Né en 1924, Seymour Reichlin est un médecin chercheur reconnu pour ses contributions majeures dans le domaine des interactions entre les systèmes nerveux et hormonal. Figure pionnière de la neuroendocrinologie et de l’immunologie, il a été tour à tour professeur dans plusieurs universités américaines (Rochester, Tufts, Université de l’Arizona, etc.), président de l’Endocrine Society dans les années 1970 et premier président de la Pituitary Society. Il a reçu de nombreux prix et est à l’origine de plus de 400 publications scientifiques.

Le neurologue travaille désormais à l’exploration des bases neuronales et hormonales des expériences de mort imminente. Comment expliquer l’exceptionnelle vivacité intellectuelle de cet homme aujourd’hui âgé 101 ans et qui n’a jamais cessé ses activités ?

Dans un article publié dans Genomic press, sa collaboratrice Esther Sternberg a analysé la personnalité et le tempérament du chercheur. Son objectif : tenter, à la lumière des études menées sur les facteurs de protection contre la démence, de repérer quels traits les plus saillants ont pu permettre au scientifique de préserver si longtemps sa santé cognitive.

Rester en lien avec les autres

D’abord, Seymour Reichlin est un homme extrêmement sociable. Doté d’une grande joie de vivre et d’une fidélité à toute épreuve dans ses amitiés, il a su entretenir durant toute sa vie des relations nourries avec des chercheurs de toutes les générations. Il semble qu’il s’est toujours efforcé de voir « physiquement » les gens, en partageant des repas avec ses amis et en leur rendant visite.  

Selon Esther Sternberg, la littérature scientifique met en évidence que le fait d’avoir des relations positives diminue le stress et le risque de maladie qui y est souvent associé.

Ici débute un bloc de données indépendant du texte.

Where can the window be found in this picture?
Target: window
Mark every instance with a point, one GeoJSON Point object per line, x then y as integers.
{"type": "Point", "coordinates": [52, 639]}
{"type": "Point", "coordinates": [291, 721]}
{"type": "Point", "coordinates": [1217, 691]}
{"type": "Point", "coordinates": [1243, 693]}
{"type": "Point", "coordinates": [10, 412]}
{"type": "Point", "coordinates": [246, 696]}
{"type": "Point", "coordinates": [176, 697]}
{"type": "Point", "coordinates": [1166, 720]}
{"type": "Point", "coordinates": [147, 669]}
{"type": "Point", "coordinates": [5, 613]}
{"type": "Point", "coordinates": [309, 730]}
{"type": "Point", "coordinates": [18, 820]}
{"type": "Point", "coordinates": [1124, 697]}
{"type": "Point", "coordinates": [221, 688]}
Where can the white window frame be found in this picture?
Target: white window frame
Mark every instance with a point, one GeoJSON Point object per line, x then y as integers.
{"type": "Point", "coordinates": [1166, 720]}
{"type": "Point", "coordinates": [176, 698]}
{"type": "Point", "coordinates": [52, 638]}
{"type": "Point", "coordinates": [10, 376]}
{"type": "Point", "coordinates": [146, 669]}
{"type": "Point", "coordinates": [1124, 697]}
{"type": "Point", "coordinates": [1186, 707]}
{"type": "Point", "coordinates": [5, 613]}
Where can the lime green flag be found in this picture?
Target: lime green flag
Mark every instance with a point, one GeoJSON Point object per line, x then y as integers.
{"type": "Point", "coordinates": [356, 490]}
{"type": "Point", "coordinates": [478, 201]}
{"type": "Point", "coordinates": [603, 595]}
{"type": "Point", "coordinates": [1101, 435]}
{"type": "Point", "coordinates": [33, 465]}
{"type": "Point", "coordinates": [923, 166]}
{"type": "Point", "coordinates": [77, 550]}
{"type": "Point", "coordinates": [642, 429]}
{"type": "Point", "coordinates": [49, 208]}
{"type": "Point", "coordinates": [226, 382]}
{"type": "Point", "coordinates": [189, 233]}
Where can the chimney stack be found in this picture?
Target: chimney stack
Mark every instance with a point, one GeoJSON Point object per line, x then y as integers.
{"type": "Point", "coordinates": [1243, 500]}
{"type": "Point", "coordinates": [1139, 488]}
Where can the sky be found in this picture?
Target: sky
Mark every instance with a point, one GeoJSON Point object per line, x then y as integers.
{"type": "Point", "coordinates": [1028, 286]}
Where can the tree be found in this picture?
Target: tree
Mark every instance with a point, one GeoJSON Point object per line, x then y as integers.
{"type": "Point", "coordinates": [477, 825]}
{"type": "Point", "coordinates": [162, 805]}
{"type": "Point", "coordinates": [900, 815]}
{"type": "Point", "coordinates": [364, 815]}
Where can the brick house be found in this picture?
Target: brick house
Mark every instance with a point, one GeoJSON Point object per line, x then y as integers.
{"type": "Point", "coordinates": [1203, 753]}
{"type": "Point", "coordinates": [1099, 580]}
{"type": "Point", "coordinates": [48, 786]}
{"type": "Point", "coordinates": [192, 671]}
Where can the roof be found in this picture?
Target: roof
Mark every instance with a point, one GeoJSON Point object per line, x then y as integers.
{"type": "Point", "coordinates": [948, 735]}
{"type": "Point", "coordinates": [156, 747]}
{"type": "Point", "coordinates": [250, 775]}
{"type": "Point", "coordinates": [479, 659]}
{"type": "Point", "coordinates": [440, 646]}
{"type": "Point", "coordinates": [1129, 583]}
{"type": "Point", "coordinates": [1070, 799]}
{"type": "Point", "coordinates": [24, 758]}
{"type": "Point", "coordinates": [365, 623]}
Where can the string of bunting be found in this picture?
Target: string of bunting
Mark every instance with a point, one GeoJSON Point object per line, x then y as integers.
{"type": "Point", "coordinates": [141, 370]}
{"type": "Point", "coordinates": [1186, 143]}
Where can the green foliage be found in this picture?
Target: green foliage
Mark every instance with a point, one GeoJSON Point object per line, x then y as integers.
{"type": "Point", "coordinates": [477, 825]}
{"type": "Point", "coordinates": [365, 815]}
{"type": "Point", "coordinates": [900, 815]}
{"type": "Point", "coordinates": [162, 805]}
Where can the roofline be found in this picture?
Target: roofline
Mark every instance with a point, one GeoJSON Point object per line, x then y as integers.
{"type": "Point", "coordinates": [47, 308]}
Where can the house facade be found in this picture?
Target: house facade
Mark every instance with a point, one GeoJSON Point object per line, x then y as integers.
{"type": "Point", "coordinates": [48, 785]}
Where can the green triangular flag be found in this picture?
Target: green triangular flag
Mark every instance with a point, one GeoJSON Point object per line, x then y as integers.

Selon les études menées sur des populations de centenaires, la longévité et une meilleure santé sont également associées à des relations intergénérationnelles riches et variées. À l’inverse, la solitude a de nombreux effets néfastes sur la santé et pourrait même, selon certaines études, être aussi néfaste que de fumer deux paquets de cigarettes par jour.


Des relations sociales riches, de la curiosité et de l’humour : trois facteurs qui pourraient contribuer à préserver ses capacités cognitives plus longtemps. © XD avec ChatGPT

S’émerveiller et rester ouvert aux nouvelles expériences

Au cours des dernières années, Seymour Reichlin a développé sa propre quête spirituelle en explorant, à travers le prisme de la neuroendocrinologie et des neurosciences, des expériences « limites ». Il a par exemple mené des études sur la mort imminente (near death expérience), c’est-à-dire les sensations ou les visions perçues par les individus en mort clinique, dans le coma avancé ou à l’approche de leur mort. Il est également toujours resté émerveillé par le monde qui l’entoure : la science, mais aussi les gens, les nouvelles expériences ou les activités créatrices.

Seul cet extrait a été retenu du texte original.